9
- To mogę to tu położyć, czy nie? - spytał Jimin w miarę opanowanym głosem. Gdyby ktoś go teraz zapytał o nastrój, nie byłby w stanie dobrze go określić, na pewno znajdował się daleko od spokoju, gdzieś między zirytowaniem, a wściekłością. Póki co meandrował pomiędzy tymi dwoma uczuciami, starając się oddychać miarowo i głęboko. Naprawdę się starał nie myśleć o tym, jak bardzo Jungkook go wkurwia i doceniać jego pomoc, bo przecież nawet nie musiał tu być. Nawet w Seulu miał całą masę ciekawszych rzeczy do robienia.
Jungkook odwrócił się w jego stronę z lekko szalonym wyrazem twarzy.
-Chcesz to wyrzucić, czy nie? - powtórzył pytanie ostrzejszym tonem. Jakby Jimin od razu wiedział, czy plik zakurzonych kartek, które trzymał w rękach jego młodszy brat, mają jakąś wartość. Na początku próbował je nawet czytać, ale w większości zawierały zupełnie niepotrzebne nikomu informacje, pourywane strzępy zdań bądź listy rzeczy do zrobienia czy kupienia. Z czasem przestał to robić, a przynajmniej nie czytał wszystkiego tak dokładnie. Nadal jednak nie potrafił podejmować ostatecznych decyzji tak szybko, jak oczekiwał tego Jungkook.
Jin, znajdujący się przed werandą, podniósł czujnie głowę, gotowy na kolejną dramę. Zdjął okulary przeciwsłoneczne, żeby lepiej ich widzieć.
Nie pomogło mu to za bardzo, bo nadal stał za nisko. Nawet jeśliby się wychylił to nie był w stanie dojrzeć twarzy braci, którzy stali na ganku domu otoczeni przez worki. Plastikowe, i te zrobione z materiału, kartony i drewniane skrzynki. Duże i mniejsze i takie jak ta, w którą właśnie kopał czubkiem buta Jimin, plastikowe, wypełnione po brzegi papierami.

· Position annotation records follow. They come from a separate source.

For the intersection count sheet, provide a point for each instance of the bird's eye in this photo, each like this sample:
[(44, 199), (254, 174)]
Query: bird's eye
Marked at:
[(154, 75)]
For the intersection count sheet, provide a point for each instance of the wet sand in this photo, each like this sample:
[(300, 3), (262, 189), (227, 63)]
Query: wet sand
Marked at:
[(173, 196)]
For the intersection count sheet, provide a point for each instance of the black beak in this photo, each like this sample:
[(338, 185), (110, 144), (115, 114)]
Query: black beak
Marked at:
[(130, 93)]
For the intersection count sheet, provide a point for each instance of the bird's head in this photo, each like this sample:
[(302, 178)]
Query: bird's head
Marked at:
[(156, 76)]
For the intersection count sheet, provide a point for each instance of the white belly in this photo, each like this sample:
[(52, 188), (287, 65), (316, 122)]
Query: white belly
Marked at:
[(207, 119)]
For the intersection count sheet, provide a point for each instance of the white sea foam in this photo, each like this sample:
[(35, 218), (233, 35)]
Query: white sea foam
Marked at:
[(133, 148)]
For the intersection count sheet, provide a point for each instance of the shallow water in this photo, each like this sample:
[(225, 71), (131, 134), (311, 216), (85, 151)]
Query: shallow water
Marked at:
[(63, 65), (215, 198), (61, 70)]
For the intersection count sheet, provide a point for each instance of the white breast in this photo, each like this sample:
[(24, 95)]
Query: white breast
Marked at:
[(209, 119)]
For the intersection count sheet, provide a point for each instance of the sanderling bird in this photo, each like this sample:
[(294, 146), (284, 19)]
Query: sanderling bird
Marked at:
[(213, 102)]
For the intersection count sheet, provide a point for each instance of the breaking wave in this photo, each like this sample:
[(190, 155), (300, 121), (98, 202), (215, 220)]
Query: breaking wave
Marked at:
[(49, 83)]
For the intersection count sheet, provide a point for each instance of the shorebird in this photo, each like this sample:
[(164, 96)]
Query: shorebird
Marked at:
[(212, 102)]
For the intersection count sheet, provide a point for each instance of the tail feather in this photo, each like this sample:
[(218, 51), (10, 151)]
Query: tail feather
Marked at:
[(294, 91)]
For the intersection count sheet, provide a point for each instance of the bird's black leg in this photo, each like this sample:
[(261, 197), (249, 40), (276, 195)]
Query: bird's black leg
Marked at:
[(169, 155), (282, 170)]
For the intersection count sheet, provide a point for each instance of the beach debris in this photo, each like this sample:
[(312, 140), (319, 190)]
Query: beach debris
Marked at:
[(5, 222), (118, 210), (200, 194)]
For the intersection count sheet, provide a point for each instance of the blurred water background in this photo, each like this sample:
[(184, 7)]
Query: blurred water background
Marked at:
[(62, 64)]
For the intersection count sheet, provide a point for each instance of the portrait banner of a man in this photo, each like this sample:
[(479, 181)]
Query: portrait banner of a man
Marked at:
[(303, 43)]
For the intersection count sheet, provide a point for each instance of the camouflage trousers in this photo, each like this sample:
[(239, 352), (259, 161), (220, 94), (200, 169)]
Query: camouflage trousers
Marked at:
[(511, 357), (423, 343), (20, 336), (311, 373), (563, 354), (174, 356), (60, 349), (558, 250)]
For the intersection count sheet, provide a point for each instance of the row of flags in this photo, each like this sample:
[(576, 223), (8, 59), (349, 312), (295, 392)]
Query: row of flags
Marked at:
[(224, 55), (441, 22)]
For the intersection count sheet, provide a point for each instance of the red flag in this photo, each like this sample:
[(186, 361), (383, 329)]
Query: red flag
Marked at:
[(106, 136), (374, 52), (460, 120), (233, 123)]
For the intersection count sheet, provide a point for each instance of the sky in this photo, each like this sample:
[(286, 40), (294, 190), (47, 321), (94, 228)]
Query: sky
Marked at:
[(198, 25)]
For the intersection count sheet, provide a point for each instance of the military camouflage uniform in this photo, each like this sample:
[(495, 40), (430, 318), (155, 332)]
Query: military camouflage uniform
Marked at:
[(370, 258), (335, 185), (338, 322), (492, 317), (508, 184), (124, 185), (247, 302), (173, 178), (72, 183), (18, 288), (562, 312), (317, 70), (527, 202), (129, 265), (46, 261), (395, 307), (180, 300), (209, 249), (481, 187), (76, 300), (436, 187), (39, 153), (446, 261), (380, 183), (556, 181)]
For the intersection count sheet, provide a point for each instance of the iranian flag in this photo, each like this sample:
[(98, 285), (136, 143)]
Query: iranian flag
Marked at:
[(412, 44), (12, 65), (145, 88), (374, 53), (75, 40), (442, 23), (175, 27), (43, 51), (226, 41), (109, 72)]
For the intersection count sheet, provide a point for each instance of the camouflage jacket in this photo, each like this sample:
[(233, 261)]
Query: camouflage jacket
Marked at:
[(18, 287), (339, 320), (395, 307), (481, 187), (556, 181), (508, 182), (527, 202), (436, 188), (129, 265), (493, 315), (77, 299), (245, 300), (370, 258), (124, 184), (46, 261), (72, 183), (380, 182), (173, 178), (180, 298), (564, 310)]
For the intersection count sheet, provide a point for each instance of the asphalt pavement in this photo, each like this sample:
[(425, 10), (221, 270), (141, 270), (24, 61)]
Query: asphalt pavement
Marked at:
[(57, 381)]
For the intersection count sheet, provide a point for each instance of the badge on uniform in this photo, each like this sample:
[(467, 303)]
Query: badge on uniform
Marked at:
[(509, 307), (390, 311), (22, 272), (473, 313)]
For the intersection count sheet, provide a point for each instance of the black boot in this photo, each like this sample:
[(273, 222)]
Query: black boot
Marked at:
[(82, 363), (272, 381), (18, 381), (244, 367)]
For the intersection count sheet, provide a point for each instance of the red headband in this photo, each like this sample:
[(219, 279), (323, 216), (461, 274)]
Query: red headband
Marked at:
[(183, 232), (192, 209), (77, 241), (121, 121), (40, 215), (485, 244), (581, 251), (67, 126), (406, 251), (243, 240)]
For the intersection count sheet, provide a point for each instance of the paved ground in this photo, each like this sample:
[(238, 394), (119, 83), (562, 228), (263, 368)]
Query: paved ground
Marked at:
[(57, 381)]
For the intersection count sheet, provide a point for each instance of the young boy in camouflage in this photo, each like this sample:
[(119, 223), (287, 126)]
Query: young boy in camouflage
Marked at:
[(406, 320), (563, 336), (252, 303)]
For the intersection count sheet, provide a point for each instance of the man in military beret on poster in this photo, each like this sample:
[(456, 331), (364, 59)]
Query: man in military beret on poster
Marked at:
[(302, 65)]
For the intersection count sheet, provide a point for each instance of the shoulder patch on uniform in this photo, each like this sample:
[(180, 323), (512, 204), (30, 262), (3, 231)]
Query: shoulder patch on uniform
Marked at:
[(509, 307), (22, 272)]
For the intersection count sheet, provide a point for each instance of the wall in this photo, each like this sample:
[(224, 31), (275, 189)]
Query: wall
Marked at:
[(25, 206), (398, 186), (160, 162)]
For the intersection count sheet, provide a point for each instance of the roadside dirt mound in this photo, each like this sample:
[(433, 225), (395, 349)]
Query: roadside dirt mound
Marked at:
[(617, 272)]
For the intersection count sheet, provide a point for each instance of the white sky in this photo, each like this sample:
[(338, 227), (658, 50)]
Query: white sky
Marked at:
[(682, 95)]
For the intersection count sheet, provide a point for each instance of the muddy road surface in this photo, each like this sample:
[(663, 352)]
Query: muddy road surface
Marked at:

Były wszędzie, na całej powierzchni ganku, porozkładane według systemu wymyślonego przez Jungkooka.
Były też w ogrodzie, Jin stał między stertami plastikowych worków, które wkrótce miały trafić do kontenera. Dziś po południu zostaną wywiezione na wysypisko, posegregowane i zniszczone, więc jeśli znajdowało się w nich coś, o czym warto by było pamiętać, zostanie zapomniane na zawsze.
- No decyduj się - zniecierpliwiony wynalazca tego innowacyjnego systemu prychnął pod nosem, czekając na ostateczna decyzję w sprawie pliku starych rachunków.
- Wyrzucić chyba - westchnął zrezygnowany Jimin, wzruszając ramionami. Cały czas czuł, że nie jest osobą, która powinna rozstrzygać te kwestie.
- Chyba, czy tak? - dopytywał dalej młodszy chłopak, jakby to miało dla niego największe znaczenie na świecie.
- Wyrzucić - powiedział wreszcie Jimin.
- To wrzuć je do tej zielonej skrzynki jak tak, to nie jest ich miejsce - rozkazał Jungkook i pokazał Jiminowi przeciwległy kąt werandy. - Tam jest miejsce skrzynek z papierami do zniszczenia - Starszy chłopak westchnął pod nosem i bez gadania przeniósł ją gdzie trzeba, chociaż naprawdę czuł, że jego cierpliwość niedługo całkiem się wyczerpie.
Ostrożnie położył papiery na balustradzie, starając się nie naruszyć delikatnego balansu, nad którym od rana pracował Yoongi wraz z Jinem. Kartony w tej części ganku ustawione były na słowo honoru i jeden nieopatrzny ruch mógł spowodować katastrofę. Postanowili przeznaczyć je na wielkie ognisko, które rozpalą wieczorem, ale materiałów ciągle przybywało, więc Yoongi mimo upału zaczął wywozić je za dom i wypalać już teraz. Jimin wolał sobie nie wyobrażać, jak bardzo musiało być gorąco przy otwartym ogniu, skoro teraz, siedząc na zacienionym i przewiewnym ganku, miał wrażenie, że zaraz się roztopi.
Było mu tak strasznie ciężko.
Zarówno fizycznie jak i psychicznie, bo Jungkook okazał się psychopatą i dyktatorem, każąc pracować im według systemu, którego działanie rozumiał chyba tylko on sam. Decyzje, które podejmował, w sprawie tego co powinno zostać, a co nie, były szybkie. Był przy tym brutalny, szczery i bezwzględny.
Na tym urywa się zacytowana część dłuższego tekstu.